Forbidden Games () is a 1952 French war drama film directed by René Clément and based on François Boyer's novel Jeux Interdits.
 
While not initially successful in France, the film was a hit elsewhere. It won the Golden Lion at the Venice Film Festival, a Special Award as Best Foreign Language Film in the United States, and a Best Film from any Source at the British Academy Film Awards.

Plot
It is June 1940, during the Battle of France.  After five-year-old Paulette's parents and pet dog die in a German air attack on a column of refugees fleeing Paris, the traumatized child meets 10-year-old Michel Dollé whose peasant family takes her in. She quickly becomes attached to Michel. The two attempt to cope with the death and destruction that surrounds them by secretly building a small cemetery among the ruins of an abandoned watermill, where they bury her dog and start to bury other animals, marking their graves with crosses stolen from a local graveyard, including one belonging to Michel's brother.

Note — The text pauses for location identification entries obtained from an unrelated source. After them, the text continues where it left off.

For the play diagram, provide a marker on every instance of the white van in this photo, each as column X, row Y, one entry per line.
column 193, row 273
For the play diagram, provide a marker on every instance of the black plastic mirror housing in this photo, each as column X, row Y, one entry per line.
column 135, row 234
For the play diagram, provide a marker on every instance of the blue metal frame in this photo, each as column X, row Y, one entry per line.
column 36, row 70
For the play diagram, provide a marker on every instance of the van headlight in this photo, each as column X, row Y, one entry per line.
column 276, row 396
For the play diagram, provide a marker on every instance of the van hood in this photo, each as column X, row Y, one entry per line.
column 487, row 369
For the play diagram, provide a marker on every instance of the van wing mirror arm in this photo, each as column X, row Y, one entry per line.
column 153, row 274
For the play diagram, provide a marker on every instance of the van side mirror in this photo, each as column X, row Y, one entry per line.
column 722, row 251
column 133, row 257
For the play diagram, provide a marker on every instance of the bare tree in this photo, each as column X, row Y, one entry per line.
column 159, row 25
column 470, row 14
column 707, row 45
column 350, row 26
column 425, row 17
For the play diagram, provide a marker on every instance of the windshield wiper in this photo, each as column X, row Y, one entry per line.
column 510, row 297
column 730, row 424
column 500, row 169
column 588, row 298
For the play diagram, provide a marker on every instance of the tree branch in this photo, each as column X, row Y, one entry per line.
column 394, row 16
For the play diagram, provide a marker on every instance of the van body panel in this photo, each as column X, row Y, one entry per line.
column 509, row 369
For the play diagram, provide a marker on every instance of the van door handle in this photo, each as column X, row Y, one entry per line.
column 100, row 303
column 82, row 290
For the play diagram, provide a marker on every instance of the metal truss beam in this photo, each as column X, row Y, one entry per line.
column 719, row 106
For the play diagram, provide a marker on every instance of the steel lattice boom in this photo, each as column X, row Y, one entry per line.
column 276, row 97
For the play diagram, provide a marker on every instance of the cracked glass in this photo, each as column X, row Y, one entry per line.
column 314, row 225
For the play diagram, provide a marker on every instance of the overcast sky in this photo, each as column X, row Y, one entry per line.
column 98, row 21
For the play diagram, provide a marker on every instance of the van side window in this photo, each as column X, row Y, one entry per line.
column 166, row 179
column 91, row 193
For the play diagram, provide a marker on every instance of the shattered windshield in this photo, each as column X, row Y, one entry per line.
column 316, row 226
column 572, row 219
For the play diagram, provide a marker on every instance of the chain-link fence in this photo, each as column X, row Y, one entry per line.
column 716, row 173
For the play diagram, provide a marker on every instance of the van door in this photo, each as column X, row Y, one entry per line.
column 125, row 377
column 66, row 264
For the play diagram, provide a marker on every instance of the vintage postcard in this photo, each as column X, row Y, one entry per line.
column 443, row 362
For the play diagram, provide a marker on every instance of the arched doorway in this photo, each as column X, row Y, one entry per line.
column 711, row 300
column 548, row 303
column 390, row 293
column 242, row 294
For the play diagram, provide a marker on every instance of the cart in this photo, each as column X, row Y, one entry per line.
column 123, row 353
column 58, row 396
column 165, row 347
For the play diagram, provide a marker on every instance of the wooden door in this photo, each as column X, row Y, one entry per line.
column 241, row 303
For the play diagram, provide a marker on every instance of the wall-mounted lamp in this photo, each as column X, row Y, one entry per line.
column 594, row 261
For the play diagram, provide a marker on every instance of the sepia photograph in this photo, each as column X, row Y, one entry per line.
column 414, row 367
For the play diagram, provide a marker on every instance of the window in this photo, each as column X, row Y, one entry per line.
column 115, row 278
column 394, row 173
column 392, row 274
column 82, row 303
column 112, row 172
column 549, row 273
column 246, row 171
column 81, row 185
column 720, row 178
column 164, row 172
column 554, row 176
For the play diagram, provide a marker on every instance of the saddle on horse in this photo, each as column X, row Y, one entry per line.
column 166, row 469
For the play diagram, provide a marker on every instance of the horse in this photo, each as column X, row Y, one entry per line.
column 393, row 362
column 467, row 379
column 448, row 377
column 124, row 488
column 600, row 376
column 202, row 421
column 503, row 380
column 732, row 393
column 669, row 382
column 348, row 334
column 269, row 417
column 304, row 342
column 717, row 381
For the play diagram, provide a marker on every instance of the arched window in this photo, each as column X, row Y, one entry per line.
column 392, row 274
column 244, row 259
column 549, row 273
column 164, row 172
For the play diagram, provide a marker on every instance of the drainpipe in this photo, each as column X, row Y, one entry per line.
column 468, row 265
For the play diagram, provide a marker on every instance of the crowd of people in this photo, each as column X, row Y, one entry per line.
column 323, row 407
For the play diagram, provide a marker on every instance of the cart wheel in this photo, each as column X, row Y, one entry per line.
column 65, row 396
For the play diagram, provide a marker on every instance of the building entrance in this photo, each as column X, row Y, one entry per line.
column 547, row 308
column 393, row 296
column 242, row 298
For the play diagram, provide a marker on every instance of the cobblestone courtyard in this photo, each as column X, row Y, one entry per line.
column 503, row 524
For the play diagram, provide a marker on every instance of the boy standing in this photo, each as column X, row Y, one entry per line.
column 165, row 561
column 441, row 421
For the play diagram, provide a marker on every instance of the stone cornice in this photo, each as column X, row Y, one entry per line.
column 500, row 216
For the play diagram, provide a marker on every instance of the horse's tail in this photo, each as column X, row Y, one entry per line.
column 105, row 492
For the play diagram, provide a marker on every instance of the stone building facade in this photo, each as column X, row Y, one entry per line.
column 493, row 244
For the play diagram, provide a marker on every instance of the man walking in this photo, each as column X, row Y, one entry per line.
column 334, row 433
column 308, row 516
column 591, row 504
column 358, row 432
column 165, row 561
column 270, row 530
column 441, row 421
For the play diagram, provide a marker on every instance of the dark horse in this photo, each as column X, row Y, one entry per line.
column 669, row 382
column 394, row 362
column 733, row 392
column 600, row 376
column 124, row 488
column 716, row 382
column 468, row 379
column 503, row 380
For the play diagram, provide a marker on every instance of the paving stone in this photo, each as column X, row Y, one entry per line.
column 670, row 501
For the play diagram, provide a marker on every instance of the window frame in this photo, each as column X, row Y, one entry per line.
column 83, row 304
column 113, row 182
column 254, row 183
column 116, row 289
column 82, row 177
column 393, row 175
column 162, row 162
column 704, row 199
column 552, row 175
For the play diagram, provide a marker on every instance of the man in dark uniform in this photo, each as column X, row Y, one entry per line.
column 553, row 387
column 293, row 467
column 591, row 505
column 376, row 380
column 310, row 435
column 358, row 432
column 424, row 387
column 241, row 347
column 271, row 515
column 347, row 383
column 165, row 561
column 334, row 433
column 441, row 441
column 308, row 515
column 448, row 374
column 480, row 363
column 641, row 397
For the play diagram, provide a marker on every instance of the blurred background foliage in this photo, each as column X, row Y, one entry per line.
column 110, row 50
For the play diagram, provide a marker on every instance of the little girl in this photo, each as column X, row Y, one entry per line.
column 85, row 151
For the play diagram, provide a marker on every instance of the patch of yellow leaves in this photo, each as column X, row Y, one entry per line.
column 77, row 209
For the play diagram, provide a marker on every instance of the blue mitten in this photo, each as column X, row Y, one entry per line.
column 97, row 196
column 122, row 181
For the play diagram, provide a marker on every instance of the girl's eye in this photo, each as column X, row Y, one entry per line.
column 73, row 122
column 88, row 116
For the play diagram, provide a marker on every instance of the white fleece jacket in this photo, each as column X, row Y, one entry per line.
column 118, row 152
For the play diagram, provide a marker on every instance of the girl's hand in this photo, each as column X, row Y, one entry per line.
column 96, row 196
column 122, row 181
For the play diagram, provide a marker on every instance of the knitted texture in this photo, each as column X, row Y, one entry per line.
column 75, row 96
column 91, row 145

Michel's father first suspects that Michel's brother's cross was stolen from the graveyard by his neighbour. Eventually, the father finds out that Michel has stolen the cross.

Meanwhile, the French gendarmes come to the Dollé household in order to take Paulette. Michel cannot bear the thought of her leaving and tells his father that he would tell him where the stolen crosses are, but in return he should not give Paulette to the gendarmes. When his father doesn't keep his promise, Michel destroys the crosses by throwing them into the stream. Paulette ends up going to a Red Cross camp, but at the end of the film is seen running away into a crowd of people in the camp, crying for Michel and then for her mother.

Cast
 Georges Poujouly as Michel Dollé
 Brigitte Fossey as Paulette
 Amédée as Francis Gouard
 Laurence Badie as Berthe Dollé
 Suzanne Courtal as Madame Dollé
 Lucien Hubert as Dollé
 Jacques Marin as Georges Dollé
 Pierre Merovée as Raymond Dollé
 Louis Saintève as the Priest

Reception
The film was widely praised among critics, whose "howling protests" were heard at the 1952 Cannes Film Festival where it was not an "official entry of France"; instead, it was "screened on the fringe of the Competition."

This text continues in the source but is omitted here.